Mestrallet noted that while developers in the .Net and PHP world often have pre-packaged services available to them in consistent frameworks--like SharePoint and Drupal--Java developers have not been able to consistently rely on a modern framework to tightly integrate all their legacy Java applications and components. Designed to eliminate barriers and open up services between departments, businesses and people, REST enables any number of services to be exposed--and then reused and integrated with other services.

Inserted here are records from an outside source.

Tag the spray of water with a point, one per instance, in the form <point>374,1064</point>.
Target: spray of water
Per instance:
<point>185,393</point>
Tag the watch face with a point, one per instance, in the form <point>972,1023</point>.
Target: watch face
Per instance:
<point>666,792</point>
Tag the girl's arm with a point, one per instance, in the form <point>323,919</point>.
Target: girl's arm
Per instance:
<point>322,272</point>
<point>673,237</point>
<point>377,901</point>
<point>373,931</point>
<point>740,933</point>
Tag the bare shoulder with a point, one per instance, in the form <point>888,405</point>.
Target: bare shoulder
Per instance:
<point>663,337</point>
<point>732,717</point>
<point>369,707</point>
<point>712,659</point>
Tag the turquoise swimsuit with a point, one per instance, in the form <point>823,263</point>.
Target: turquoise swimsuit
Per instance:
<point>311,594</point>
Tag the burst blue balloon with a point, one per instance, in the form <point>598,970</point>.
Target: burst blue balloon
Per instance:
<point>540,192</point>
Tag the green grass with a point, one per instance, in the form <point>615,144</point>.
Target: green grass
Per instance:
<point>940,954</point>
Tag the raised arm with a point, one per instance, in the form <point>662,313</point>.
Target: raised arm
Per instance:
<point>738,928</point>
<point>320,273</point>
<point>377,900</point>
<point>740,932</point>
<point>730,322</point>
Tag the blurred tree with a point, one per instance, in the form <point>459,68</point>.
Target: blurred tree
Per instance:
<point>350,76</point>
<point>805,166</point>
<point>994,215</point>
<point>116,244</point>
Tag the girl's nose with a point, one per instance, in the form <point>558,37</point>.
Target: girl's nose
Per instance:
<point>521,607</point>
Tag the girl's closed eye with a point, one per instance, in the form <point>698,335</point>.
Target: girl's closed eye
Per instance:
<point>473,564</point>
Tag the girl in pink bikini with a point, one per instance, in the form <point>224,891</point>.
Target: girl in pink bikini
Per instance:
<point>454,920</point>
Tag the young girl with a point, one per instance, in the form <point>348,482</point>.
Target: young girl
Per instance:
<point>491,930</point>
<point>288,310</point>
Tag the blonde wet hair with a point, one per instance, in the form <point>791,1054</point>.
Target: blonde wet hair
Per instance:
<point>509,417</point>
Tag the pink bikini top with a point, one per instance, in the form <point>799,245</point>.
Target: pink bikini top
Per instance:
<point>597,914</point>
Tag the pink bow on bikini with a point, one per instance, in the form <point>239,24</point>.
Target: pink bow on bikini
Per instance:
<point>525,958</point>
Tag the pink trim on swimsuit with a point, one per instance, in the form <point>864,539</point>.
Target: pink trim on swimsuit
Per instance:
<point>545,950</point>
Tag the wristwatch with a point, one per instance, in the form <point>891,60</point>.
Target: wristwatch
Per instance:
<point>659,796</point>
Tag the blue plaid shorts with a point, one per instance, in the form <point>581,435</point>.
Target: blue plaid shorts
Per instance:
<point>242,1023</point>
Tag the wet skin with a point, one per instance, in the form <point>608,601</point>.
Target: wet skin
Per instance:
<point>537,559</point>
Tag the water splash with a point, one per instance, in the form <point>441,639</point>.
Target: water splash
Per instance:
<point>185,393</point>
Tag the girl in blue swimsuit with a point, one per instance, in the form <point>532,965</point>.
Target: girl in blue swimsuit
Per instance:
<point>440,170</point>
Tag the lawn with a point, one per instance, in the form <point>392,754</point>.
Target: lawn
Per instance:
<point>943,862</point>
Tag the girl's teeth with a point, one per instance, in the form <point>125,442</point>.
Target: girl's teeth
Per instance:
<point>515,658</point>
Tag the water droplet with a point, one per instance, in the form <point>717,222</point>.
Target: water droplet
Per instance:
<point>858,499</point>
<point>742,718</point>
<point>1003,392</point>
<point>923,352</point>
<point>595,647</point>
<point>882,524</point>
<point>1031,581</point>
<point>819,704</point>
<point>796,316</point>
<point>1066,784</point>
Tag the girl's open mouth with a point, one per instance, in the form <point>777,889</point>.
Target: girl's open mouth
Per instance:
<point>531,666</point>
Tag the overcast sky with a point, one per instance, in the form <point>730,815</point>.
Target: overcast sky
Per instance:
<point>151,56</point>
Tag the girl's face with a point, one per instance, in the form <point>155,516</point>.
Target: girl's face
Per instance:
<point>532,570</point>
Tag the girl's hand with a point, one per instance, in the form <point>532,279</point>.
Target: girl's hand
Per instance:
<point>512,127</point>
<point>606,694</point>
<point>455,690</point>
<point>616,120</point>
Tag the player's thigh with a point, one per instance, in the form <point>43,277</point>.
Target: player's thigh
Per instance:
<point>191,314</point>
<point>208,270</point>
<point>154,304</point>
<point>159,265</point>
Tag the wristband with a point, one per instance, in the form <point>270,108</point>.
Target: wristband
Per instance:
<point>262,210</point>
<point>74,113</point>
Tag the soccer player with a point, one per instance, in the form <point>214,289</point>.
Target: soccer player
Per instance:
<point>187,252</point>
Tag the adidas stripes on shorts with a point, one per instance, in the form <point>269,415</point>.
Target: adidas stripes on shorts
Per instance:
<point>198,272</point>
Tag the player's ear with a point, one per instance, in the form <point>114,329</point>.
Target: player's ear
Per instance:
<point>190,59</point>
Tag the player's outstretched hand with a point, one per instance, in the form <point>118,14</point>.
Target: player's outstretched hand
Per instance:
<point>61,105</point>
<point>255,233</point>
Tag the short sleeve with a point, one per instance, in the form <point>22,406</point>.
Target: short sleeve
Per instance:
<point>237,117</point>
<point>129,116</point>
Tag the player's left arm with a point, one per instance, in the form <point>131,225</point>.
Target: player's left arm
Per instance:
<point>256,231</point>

Mestrallet advocates a two-tiered service-based framework:

  • User Interface Services--provide reusable services for building rich applications as well as pre-built applications. UI services can include social, gadgets, mashup pages, scripting, GWT and Ajax. A document UI service, for example, might be something as simple as a view of available documents that are shared by a network of users. The social UI might provide a simple way for people to join a group to have access to those documents and various approval scenarios.
  • REST-based Foundation Services--provide common services for social, collaboration, content management, single sign on, preference control, etc. Foundation services used by UI services can be an underlying Java Content Repository, a set of social-networking services like a social graph, and a user identification service.

Mestrallet points to a simple example that combines the mapping services that Google makes available with a traditional Java-based customer order system. The ability to combine the database of addresses and mashing them into a map can arm companies with better intelligence on deploying resources or enable informed decisions on warehouse and distribution centers to lower costs.

Alternatively, this same customer order system can be merged with a dynamic system that allows a sales organization to package customer proposals more effectively and share those proposals in an interactive fashion that combines live database-driven data with content systems--all shared in a web of collaboration graphs (think social networking applied to business where there might be a proposal team network at a company, with a partner network also contributing as well as a customer network all interacting in different ways and at different times).

Java is a powerful workhorse that occasionally needs a kick in the rear to get people excited again. The approach that eXo advocates holds definite appeal for organizations that want to modernize their system designs while continuing to enjoy the benefits that Java brings to the table.